朱一銘儘管很開不上鬼子,但以他此刻的身份,顯然不太適合和對方起衝突,於是他對那個女孩說道:“請告訴他們,這兒是華夏國,讓他們睜大眼睛,否則的話,容易碰壁的。”
在說這話的時候,朱一銘用眼睛的餘光打量着眼前的這兩個傢伙,見那個穿着格子西服的傢伙,作勢又要起身的感覺,但隨即被坐在他身邊穿着丈青色半長風衣的傢伙拉住了。見兩人的表現,朱一銘心裡暗想道,難道他們能聽得懂華夏話?

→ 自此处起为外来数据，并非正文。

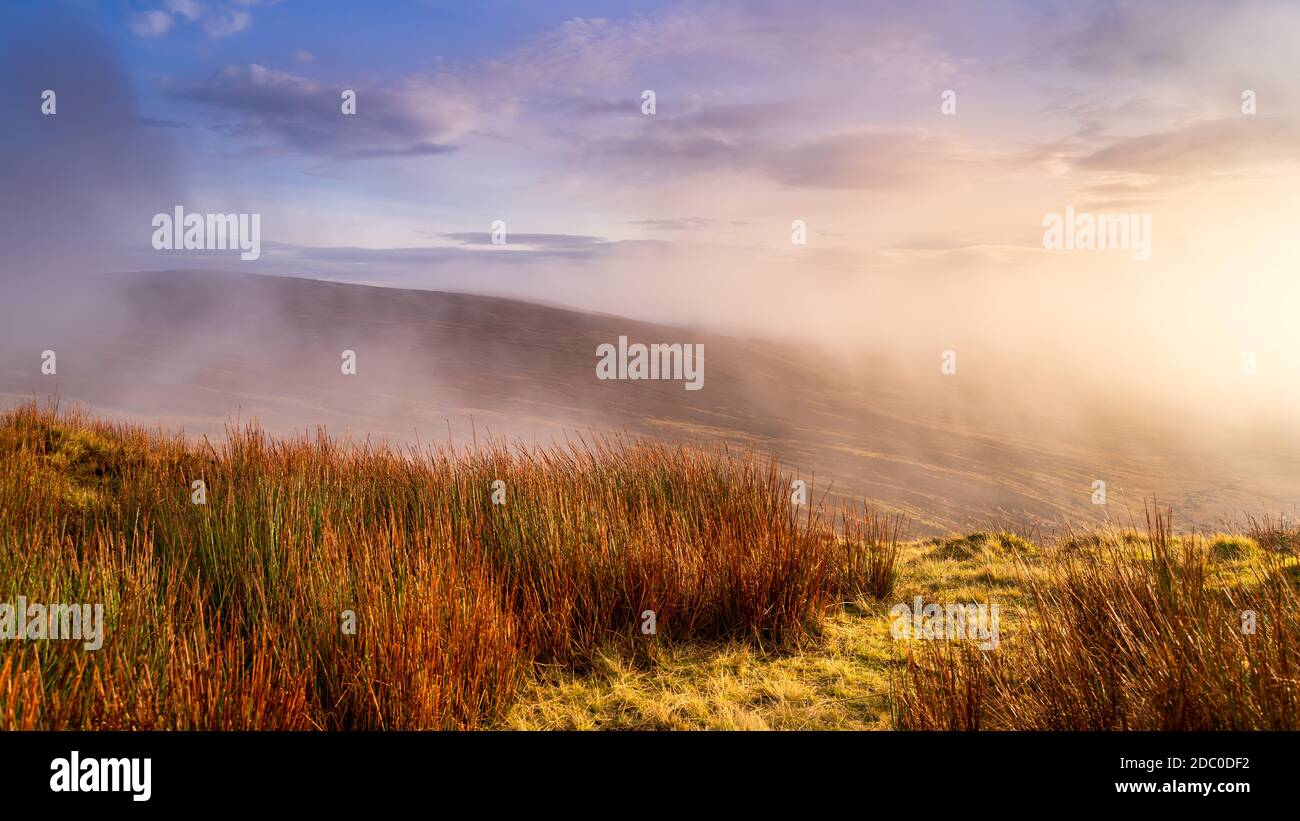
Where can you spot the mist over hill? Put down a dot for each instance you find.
(202, 350)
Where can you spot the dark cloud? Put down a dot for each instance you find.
(306, 114)
(1205, 147)
(863, 160)
(85, 181)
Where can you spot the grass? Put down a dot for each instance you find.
(464, 572)
(531, 613)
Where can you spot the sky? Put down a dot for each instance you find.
(923, 226)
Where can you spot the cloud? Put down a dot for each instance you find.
(151, 24)
(219, 20)
(304, 114)
(1207, 147)
(545, 240)
(226, 24)
(675, 224)
(865, 160)
(189, 9)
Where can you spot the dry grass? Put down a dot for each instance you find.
(528, 613)
(1127, 633)
(229, 613)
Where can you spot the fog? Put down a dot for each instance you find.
(1188, 360)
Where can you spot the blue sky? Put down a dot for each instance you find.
(768, 113)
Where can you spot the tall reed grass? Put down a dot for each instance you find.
(230, 615)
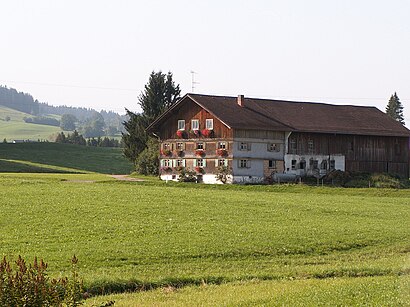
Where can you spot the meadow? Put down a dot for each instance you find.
(17, 129)
(61, 158)
(195, 244)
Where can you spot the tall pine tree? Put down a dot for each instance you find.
(395, 109)
(159, 94)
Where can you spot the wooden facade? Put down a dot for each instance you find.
(363, 153)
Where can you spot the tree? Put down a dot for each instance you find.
(67, 122)
(395, 109)
(159, 94)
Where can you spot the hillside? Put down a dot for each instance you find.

儘管心裡有幾分疑惑,但朱一銘並沒有在這多待,說完該說的以後,直接轉身往門外走去。
朱一銘和大多數華夏人一樣,最看不上的外國人就鬼子了,所以無論是他在應天的家裡,還是周西的老家,以及泰方的臨時居所裡面,都沒有日本造的東西。不對,說錯了一點,朱一銘在應天家中的廁所是日本產的,這是他在裝修的時候,特意叮囑鄭璐瑤買的。當時對方聽後狠笑了一番,隨即鄭重其事地將其記錄了下來,從這點上看,夫妻倆還是心有靈犀的。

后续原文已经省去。